Sur les questions plus techniques, Cavé Goutte d’Or s’est inquiétée de l’aspect massif de l’angle et de l’effet barre d’immeubles de son retour sur la rue Affre, donnant au nouveau projet un air de ‘‘déjà vu’’ dans les angles de la rue Myrha.

Si la deuxième préoccupation semble avoir été considérée en créant une verticalité fictive pour marquer ce qui avait été le 30 rue Affre, l’effet massif de l’angle vient, à ses yeux, d’abord du pan coupé apparaissant comme une superposition décalée de blocs, dont l’aspect ‘‘bloc’’ précisément est augmenté par le décalage, puis de fenêtres d’angle démesurées, manquant à la modestie ambiante, notamment au regard des trois adresses dans lesquelles le nouvel immeuble devra s’intégrer : le 5 Myrha à protéger, le 28 Affre (témoin des années 1840 dont les baies cintrées du premier étage sont encore soigneusement dessinées) et le 9 Myrha/21 Affre dont le 7 Myrha/32 Affre récemment démoli était le pendant dans une harmonie parfaite.

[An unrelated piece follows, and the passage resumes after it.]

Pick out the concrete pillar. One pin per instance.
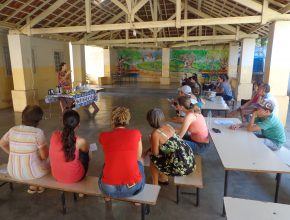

Cette harmonie paraît rompue par le projet, suggère la note de Cavé Goutte d’Or adressée à ses promoteurs et, sous réserve des modifications qui pourront encore être apportées, on peut s’interroger sur le respect de l’article UG.11.1.3 du PLU en vigueur, selon lequel :

  • « Les constructions nouvelles doivent s’intégrer au tissu existant en prenant en compte les particularités morphologiques et typologiques des quartiers (rythmes verticaux, largeurs des parcelles en façade sur voies, reliefs…) ainsi que celles des façades existantes (rythmes, échelles, ornementations, matériaux, couleurs…) et des couvertures (toitures, terrasse, retraits…) ».

Habitant un quartier dont ils savent l’architecture saluée à la fois pour sa richesse et sa modestie dès son lotissement en 1840 (cf. notamment Marc BREITMAN, Maurice CULOT et autres, La Goutte d’Or. Faubourg de Paris, 1988), les riverains du projet d’ATT ne méconnaissent pas que la disposition précitée du PLU « ne doit pas pour autant aboutir à un mimétisme architectural pouvant être qualifié esthétiquement de pastiche » et, avec les rédacteurs du PLU, ils souhaitent que « l’architecture contemporaine puisse prendre place dans l’histoire de l’architecture parisienne » (art. UG.11.1.3, alinéa 2).

La covisibilité prend racine.

Une covisibilité qui prend racine.

Se souvenant de l’opinion de l’architecte des bâtiments de France Dominique Herla-Doucot, qui regrettait la démolition du 25 rue Stephenson/2 rue Cavé en le désignant comme « un exemple modeste et très juste d’angle » (lien), ils espèrent que l’ABF qui sera chargé d’exprimer un avis conforme sur le projet AAT en raison notamment de sa covisibilité avec l’église Saint Bernard désormais inscrite au Monuments historiques saura, à son tour, rendre modeste et juste l’angle de ce projet et lui offrir une meilleure chance d’intégration aux immeubles de caractère que sont les 5 Myrha, 9 Myrha, 28 et 21 Affre parties d’un secteur patrimonial devant bénéficier de la protection accordée à l’église Saint Bernard.

* La demande de permis de construire enregistrée le 4 juillet 2013 est parue au Bulletin municipal officiel du 26 juillet 2013.